Finite Difference Flow Optimization

RL Post-Training for Flow-Based Image Generators

Before training: Cat floating inside the international space station Epoch 0
After training: Cat floating inside the international space station Epoch 50
Results from before and after our human preference RL post-training. No CFG is used in either image.
David McAllister Miika Aittala Tero Karras Janne Hellsten Angjoo Kanazawa Timo Aila Samuli Laine
Paper arXiv Code

In this project, we set out to find a simple, grounded RL post-training method for diffusion image generators. We made a few observations about the structure of diffusion flows that lead to Finite Difference Flow Optimization (FDFO), a new online RL algorithm that reduces variance in the model updates by sampling paired trajectories and pulling the flow velocity in the direction of the more favorable image. In our experiments, FDFO converges faster, reaches higher rewards, and produces fewer artifacts than current solutions.

Diffusion models fit the distribution of their training data conservatively. This means they assign non-zero likelihood to images that are near the data manifold but not on it, resulting in a distribution that envelops the natural image manifold but produces many low-quality samples. This sort of smoothing isn’t entirely bad, since it allows the model to generate unseen generalizations of training images, but it also produces the washed-out, artifacted outputs you get from a base model.

Figure: Left: the true data distribution (a fractal tree). Right: the conservatively fit distribution learned by a diffusion model, which assigns non-zero density to regions near but not on the data manifold.
Base model sample without CFG: bird sitting in the rim of a tire Base model sample without CFG: retired Wile E. Coyote having fun Base model sample without CFG: fluffy chick in an antique coffee cup Base model sample without CFG: group of giraffes standing around each other
Figure: Samples from Stable Diffusion 3.5 Medium without CFG or post-training.

This motivates the use of methods to sharpen the distribution. The dominant approach is classifier-free guidance (CFG) that concentrates mass toward higher-density modes at inference time. This gives you a knob to trade diversity for sample quality. But it’s a crude band-aid: you can adjust its strength but not the style or quality it imparts on the images, typically it results in an over-saturated look. RL-based post-training is an appealing alternative that produces the same useful tradeoff while steering the model toward reward-specified behavior.

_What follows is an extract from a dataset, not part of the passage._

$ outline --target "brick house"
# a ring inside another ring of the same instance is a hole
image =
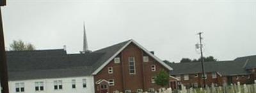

Why Apply RL to Image Generation?

In LLMs, RL post-training is a standard tool today. Pretraining produces a model with broad coverage but a loose, unfocused output distribution. Post-training techniques like RLHF and RLVR then tighten that distribution onto useful outputs, which has driven major wins in alignment and reasoning. In image generation, CFG analogously concentrates mass from a pretrained distribution into desirable regions. Because of CFG’s dominance, RL adoption in image generation has been slower than in language models. However, RL has recently been gaining popularity since it can be steered with arbitrary rewards from learned models or human preferences.

It isn’t obvious how to apply RL to diffusion and flow models. Standard RL machinery was built for domains where model likelihoods are easily accessible, but these are notoriously difficult to estimate in continuous flows. Most existing approaches work around this by forcing the flow into a Markov decision process (MDP) framework with ungrounded proxy likelihoods. A natural question is whether we can ascend the reward gradient, the stated goal of policy gradient methods, in a more flow-native way.

Previously, I (David) worked on applying policy gradients to flow matching for continuous control with FPO, and for this project I joined the NVIDIA Helsinki team, which has recently focused on analyzing and improving the pretraining recipe for diffusion image generators (EDM, EDM2). FDFO is a simple first step toward an improved recipe for RL post-training of image generators.

Setup: Image Generator Post-Training

To introduce our method, let’s establish the pieces of our post-training loop. A flow matching model generates images by starting from random noise and taking a sequence of denoising steps to arrive at a clean image. Suppose we have a reward model, say, a vision-language model (VLM) that we ask Does this image match the caption [CAPTION]? Answer Yes or No. We can then use the likelihood of the ‘Yes’ token as a scalar reward. Our goal is to update the flow model so that it produces images that score higher under this reward (i.e., match the caption). By optimizing this reward, we’re pushing the model’s output distribution to concentrate on images that match the prompt, which is exactly the kind of distribution sharpening we’re hoping to get from post-training. This is natural to formulate as an RL problem.

Figure: A post-training epoch. Prompt and noise are sampled, the current flow model generates an image, a reward function scores it, and FDFO updates the model.

Background: The Denoising MDP

Currently, the most popular algorithm for RL post-training image generators is the denoising Markov decision process (MDP). Introduced in DDPO and adopted by Flow-GRPO and DanceGRPO, it casts the multi-step sampling process as an MDP, where each denoising step is a separate action. While sampling images (rollouts), stochastic noise is injected at each step. If the corresponding image scores well, the random perturbations along that trajectory are reinforced. This means pulling the flow toward the perturbations if the image received high reward and away if it received low reward.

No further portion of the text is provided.